Se não fosse a solidariedade, talvez a família Sava nem tivesse chegado ao Rio. Desembarcaram em Buenos Aires, em outubro de 2008, para visitar o pai de Carlos, que estava doente. Ficariam 15 dias, mas para ajudar os pais, idosos e sozinhos, ficaram até 14 de maio. Não tinham mais dinheiro. Conseguiram algum emprestado para vir para o Rio, onde a passagem aérea é mais barata. Viajaram, na parte argentina, até Concórdia, de lá para Passo de los Libres, que faz fronteira com Uruguaiana (RS). Um problema com visto das meninas lhes custou uma multa que esgotou o dinheiro que tinham.

– Ficamos três semanas em Passo de los Libres esperando ajuda dos amigos.

Obtido, foram de Uruguaiana para Porto Alegre. Desceram o país em busca de passagens mais baratas para o Rio. Da capital do Rio Grande do Sul, rumaram para Coritiba e, de lá, para o Rio. Sempre buscando as tarifas mais baixas.

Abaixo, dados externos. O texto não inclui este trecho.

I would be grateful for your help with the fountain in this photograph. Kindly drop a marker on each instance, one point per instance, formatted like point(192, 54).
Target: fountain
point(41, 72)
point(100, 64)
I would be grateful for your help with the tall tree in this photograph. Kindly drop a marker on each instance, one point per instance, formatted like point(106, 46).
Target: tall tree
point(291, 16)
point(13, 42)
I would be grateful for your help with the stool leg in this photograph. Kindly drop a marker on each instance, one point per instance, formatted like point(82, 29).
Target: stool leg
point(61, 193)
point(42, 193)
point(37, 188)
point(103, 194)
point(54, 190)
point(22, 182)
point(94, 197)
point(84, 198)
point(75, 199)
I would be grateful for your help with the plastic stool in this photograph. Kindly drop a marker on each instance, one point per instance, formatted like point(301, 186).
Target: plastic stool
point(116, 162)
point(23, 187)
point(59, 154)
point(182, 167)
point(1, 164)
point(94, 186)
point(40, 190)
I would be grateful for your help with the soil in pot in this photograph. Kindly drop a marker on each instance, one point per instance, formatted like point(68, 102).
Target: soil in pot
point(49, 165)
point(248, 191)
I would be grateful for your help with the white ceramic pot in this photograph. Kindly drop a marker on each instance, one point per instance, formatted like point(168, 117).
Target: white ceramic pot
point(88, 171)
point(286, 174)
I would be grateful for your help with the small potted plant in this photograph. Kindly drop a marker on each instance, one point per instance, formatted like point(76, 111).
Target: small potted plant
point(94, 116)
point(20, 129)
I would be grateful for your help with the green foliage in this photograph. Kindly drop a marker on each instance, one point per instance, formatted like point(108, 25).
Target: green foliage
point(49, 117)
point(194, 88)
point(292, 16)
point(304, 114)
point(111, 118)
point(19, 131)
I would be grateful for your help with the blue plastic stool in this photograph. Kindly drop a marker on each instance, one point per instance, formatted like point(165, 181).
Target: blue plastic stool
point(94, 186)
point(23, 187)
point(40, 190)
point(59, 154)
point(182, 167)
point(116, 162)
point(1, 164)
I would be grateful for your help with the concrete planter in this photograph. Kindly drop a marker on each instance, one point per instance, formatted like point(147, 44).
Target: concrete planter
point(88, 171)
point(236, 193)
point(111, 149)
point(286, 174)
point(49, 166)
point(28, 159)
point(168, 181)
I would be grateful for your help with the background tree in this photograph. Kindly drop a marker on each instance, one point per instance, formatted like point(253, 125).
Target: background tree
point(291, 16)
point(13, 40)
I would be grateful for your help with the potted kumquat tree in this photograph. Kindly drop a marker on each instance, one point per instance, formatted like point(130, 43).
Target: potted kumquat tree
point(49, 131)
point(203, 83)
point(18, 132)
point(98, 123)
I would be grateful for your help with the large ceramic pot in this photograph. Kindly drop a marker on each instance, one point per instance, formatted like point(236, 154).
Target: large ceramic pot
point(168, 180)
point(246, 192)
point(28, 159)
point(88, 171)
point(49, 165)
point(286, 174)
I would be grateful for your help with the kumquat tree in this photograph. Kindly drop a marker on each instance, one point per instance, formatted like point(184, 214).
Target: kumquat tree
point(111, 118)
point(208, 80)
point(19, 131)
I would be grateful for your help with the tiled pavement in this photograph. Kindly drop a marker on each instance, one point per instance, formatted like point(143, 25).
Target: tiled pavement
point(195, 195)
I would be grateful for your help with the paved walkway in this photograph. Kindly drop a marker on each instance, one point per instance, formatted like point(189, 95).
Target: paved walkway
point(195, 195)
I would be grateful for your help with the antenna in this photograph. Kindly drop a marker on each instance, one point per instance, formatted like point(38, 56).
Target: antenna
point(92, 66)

– Viajávamos à noite para não termos que pagar hotel para dormir. Quando chegamos na rodoviária do Rio, achamos tudo muito caro. Achamos uma senhora que vendia sanduíche e cafezinho do lado de fora – lembra Carlos.

Os Savas também encontram boa vontade entre os funcionários do Galeão. Um dos restaurantes, dá os leites que as crianças bebem. Quando soube da história, o dono de outro restaurante, passou a fornecer café da manhã e almoço para todos. Como não tinham mais dinheiro, empregados de uma lanchonete fizeram uma vaquinha para conseguir o valor necessário para que eles retirassem uma mala retida no guarda-volumes.

– As meninas do salão de beleza sempre nos dão cafezinho quando fica pronto – comove-se Liliana.

– Uma delas deu R$ 10 para a Bianca no dia do aniversário dela, segunda-feira.

Não foi o único presente que Bianca recebeu. A família de Walber fez uma festa com bolo, cachorroquente, docinhos e um monte de presentes para a menina, que fez cinco anos.

– Nossa! Encheram-na de presentes – conta Carlos. – Ficamos todos muito felizes.

Antes da comemoração de Bianca, a família de Walber fez um churrasco com violão e cantoria para descontrair os novos amigos. Carlos, que segundo Walber é um exelente violonista, soltou a voz.

– Tinha churrasco, frango, linguiça, vinho, cerveja e costela, muita costela – lembra, Carlos, salivando.